Before you start
InfoSphere Streams is a platform that enables real-time analytics of data in motion. The IBM SPSS family of products provides the ability to build predictive analytic models. This "Integrating SPSS Model Scoring in InfoSphere Streams" series is for Streams developers who need to leverage the powerful predictive models in a real-time scoring environment.
This tutorial describes how to create an InfoSphere Streams operator that can be used from Streams applications to execute SPSS predictive models. It provides a sample operator and data that demonstrate this integration. It goes on to describe how the sample can be adjusted for use with any appropriate SPSS model. In Part 2, you learn how this non-generic operator is extended to use the predictive model's XML metadata to allow use of a SPSS predictive model in Streams without C++ skill required to customize.
In this tutorial, learn what a data analyst needs to do in SPSS Modeler to prepare a predictive model for scoring in Streams, see how a Streams component developer can build an operator to execute that model, and learn how a Streams application can use that operator to produce real-time scored results from streaming data.

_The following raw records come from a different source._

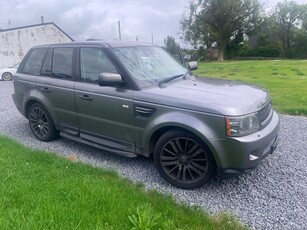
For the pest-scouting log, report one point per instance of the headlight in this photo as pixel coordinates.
(242, 125)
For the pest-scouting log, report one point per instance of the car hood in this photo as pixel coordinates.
(10, 70)
(207, 95)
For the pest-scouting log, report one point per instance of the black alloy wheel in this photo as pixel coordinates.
(7, 76)
(41, 123)
(183, 160)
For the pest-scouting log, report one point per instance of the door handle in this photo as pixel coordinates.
(85, 98)
(46, 90)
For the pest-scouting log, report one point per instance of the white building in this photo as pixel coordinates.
(15, 42)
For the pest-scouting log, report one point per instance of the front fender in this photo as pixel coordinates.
(207, 127)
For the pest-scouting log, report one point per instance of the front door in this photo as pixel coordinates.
(105, 113)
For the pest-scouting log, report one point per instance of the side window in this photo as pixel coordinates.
(46, 69)
(62, 63)
(34, 62)
(93, 61)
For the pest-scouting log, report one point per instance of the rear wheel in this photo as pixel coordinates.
(41, 123)
(184, 160)
(7, 76)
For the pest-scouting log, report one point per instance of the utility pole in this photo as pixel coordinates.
(119, 32)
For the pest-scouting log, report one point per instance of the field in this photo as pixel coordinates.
(42, 191)
(286, 80)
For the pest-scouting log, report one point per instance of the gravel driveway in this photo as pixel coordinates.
(273, 196)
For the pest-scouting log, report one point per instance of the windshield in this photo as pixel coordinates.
(149, 65)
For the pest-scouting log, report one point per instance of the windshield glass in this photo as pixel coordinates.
(149, 65)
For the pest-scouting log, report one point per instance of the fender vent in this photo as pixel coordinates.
(143, 111)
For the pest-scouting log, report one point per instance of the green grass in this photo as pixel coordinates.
(286, 80)
(40, 190)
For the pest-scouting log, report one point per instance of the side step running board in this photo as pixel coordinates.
(118, 152)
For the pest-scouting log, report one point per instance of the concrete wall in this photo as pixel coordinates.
(15, 43)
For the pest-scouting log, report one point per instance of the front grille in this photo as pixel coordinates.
(264, 113)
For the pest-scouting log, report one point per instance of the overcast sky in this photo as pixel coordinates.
(83, 19)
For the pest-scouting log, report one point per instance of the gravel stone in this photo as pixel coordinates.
(273, 196)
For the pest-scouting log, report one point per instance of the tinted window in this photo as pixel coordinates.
(62, 63)
(93, 62)
(46, 69)
(34, 62)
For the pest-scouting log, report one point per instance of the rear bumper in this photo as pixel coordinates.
(243, 154)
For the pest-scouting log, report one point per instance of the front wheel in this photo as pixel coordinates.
(184, 160)
(7, 76)
(41, 123)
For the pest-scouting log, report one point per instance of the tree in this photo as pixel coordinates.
(288, 15)
(217, 22)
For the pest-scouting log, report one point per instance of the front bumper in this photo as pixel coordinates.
(237, 155)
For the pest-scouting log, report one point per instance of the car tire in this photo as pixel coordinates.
(7, 76)
(183, 159)
(41, 123)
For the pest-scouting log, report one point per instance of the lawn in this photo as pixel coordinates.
(286, 80)
(40, 190)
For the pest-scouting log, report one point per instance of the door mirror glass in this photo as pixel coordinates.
(110, 79)
(192, 65)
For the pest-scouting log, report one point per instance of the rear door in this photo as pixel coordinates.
(56, 87)
(105, 113)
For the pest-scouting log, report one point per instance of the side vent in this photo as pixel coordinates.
(144, 111)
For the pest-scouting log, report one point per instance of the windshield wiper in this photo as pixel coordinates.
(173, 78)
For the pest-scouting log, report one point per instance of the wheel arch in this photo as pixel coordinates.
(7, 73)
(32, 101)
(193, 126)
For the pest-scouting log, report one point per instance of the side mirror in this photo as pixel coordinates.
(110, 79)
(192, 65)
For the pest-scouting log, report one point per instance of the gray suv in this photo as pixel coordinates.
(134, 99)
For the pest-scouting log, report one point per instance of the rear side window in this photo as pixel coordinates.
(62, 63)
(93, 61)
(34, 63)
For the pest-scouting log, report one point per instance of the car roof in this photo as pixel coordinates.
(99, 43)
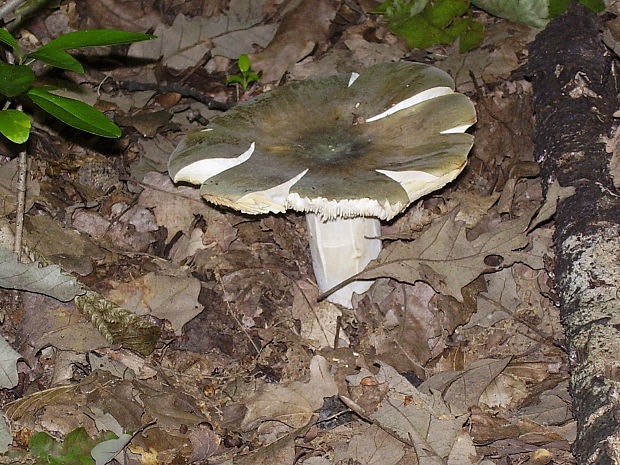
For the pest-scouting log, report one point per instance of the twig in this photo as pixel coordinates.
(22, 171)
(9, 6)
(185, 91)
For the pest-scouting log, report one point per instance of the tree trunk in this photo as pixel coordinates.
(574, 99)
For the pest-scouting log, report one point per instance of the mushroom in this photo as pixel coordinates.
(348, 150)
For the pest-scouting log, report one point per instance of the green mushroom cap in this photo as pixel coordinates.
(339, 146)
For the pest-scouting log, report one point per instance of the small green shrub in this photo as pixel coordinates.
(424, 23)
(247, 76)
(18, 80)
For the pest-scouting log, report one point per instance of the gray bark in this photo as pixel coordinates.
(574, 99)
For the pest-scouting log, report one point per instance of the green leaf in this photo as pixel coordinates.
(15, 79)
(237, 79)
(534, 13)
(74, 113)
(8, 39)
(442, 12)
(557, 7)
(597, 6)
(42, 445)
(419, 33)
(58, 58)
(471, 36)
(244, 63)
(96, 37)
(15, 125)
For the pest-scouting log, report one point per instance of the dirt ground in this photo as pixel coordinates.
(200, 338)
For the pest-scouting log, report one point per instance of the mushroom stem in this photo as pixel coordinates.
(341, 248)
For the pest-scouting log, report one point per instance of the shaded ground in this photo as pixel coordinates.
(232, 359)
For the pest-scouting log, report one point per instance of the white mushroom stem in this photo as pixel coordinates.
(341, 248)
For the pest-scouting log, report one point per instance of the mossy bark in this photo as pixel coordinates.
(574, 100)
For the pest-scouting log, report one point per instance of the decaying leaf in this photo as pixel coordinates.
(66, 247)
(462, 390)
(8, 365)
(183, 44)
(318, 319)
(298, 34)
(49, 280)
(174, 298)
(444, 258)
(8, 188)
(423, 421)
(376, 447)
(293, 404)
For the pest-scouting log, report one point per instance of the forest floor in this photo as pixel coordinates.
(232, 359)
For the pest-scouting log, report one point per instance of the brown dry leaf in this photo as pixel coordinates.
(501, 52)
(375, 447)
(487, 427)
(174, 298)
(126, 15)
(66, 247)
(281, 451)
(553, 407)
(514, 384)
(461, 390)
(118, 234)
(555, 194)
(464, 451)
(205, 442)
(300, 31)
(293, 404)
(423, 421)
(184, 44)
(501, 292)
(318, 319)
(403, 327)
(8, 188)
(175, 208)
(65, 408)
(48, 322)
(444, 258)
(147, 124)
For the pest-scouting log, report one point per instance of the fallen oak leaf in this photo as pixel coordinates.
(444, 258)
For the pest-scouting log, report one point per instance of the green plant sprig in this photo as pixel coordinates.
(425, 23)
(18, 80)
(247, 76)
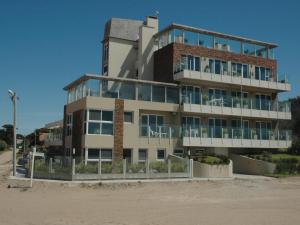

This tutorial is written for Streams component developers and application programmers who have Streams programming language skills and C++ skills. Use the tutorial as a reference, or the samples in it can be examined and executed to demonstrate the techniques described. To execute the samples, you should have a general familiarity with using a UNIX® command-line shell and working knowledge of Streams programming.
To run the examples, you need a Red Hat Enterprise Linux® box with InfoSphere Streams V2.0 or later and IBM SPSS Modeler Solution Publisher 14.2 fixpack 1, plus the Solution Publisher hot fix, which is scheduled to be available 14 Oct 2011.